Ref Volumes: 1604-1629

Author: Lloyd Bowen


  • 1. He was still a minor at his father’s death in 1588: PROB 11/67, f. 390v.
  • 2. Dwnn, Vis. Wales ed. S.R. Meyrick, i. 257; Misc. Gen. et Her. (ser. 4), iii. 12; E.M. Prichard, Hist. St. Dogmaels Abbey, 181-4.
  • 3. PROB 11/67, ff. 390v-1; Y Cymmrodor, xxvii. 6.
  • 4. This is the date of death of Thomas Howard, 1st earl of Suffolk, which is mentioned in an Exch. lawsuit of 1626 brought by Bradshaw and his son: E112/277/3.
  • 5. JPs in Wales and Monm. ed. Phillips, 321-30, 210-15.
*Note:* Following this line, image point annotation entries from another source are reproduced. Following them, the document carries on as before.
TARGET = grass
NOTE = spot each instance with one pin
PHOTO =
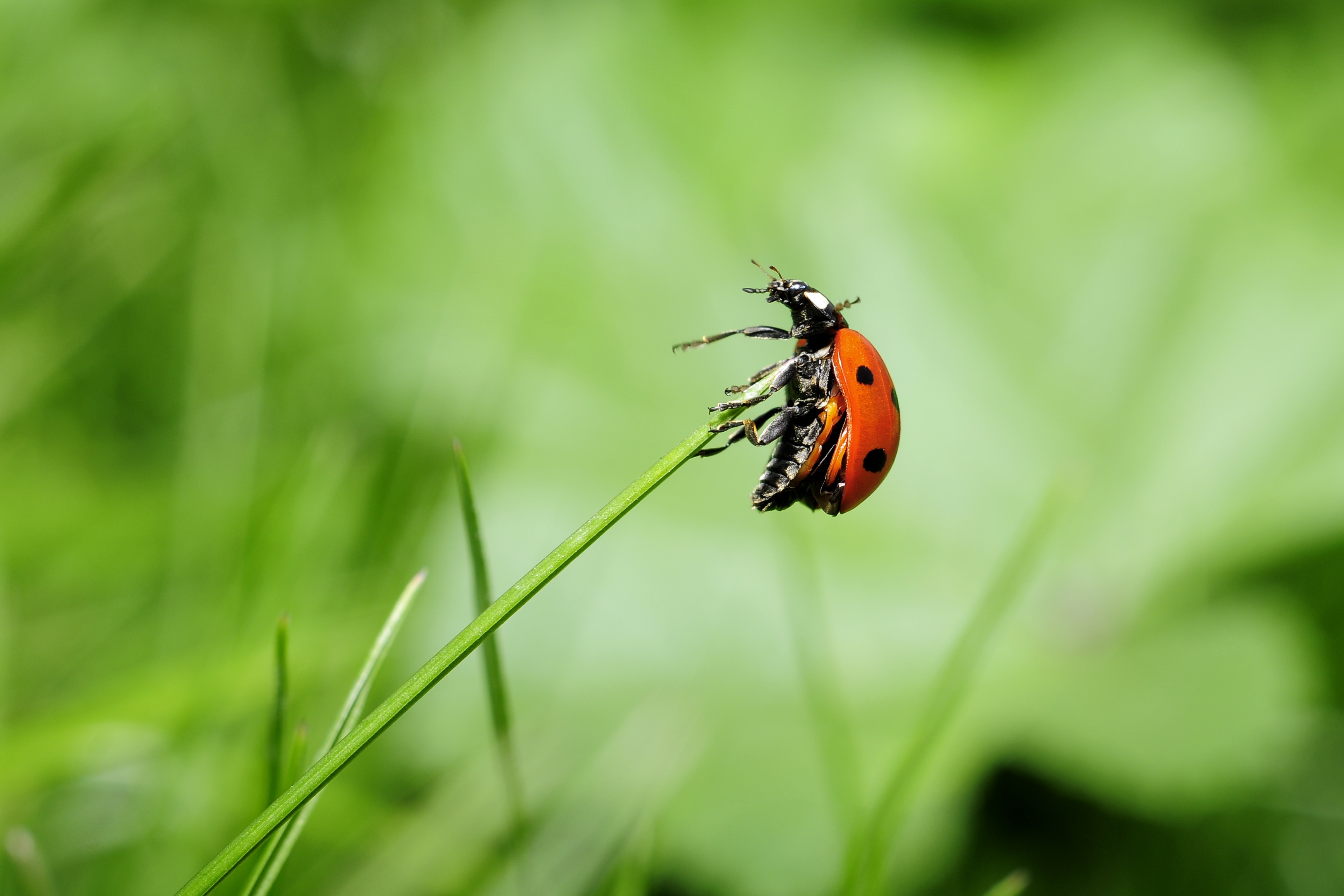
(869, 853)
(280, 711)
(283, 843)
(496, 692)
(1011, 886)
(345, 750)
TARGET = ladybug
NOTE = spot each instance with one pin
(839, 427)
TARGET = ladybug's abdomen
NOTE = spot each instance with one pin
(874, 415)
  • 6. SP14/31/1; C212/22/21-3.
  • 7. SP14/43/107.
  • 8. G. Owen, Taylors Cussion, xiv.
  • 9. NLW, Bronwydd 379; Salop RO, 151/2903.
  • 10. E112/151/64.
  • 11. C219/35/2/186.
  • 12. Prichard, 177-84; C66/1389, mm. 12-13.
  • 13. NLW, Noyadd Trefawr 55; E112/151/29, 49; REQ 2/415/11.
  • 14. NLW, Bronwydd II/1548.
  • 15. CJ, i. 170a.
  • 16. Ibid. 221b.
  • 17. E112/151/29.
  • 18. E124/5, f. 45.
  • 19. E124/13, f. 8.
  • 20. WARD 9/162, f. 151.
  • 21. NLW, Bronwydd II/379, 360, 3364, 3342.
  • 22. NLW, Bronwydd II/1548, 1587, 1589, 7220-1.
  • 23. JPs in Wales and Monm. 212; C231/4, ff. 26, 33.
  • 24. E112/49/13; E134/14Jas.I/Mich.24.
  • 25. REQ 2/415/11; E112/277/1.
  • 26. E112/277/3.
  • 27. NLW, ms 5603; NLW, Noyadd Trefawr 486; Prichard, 185, 204.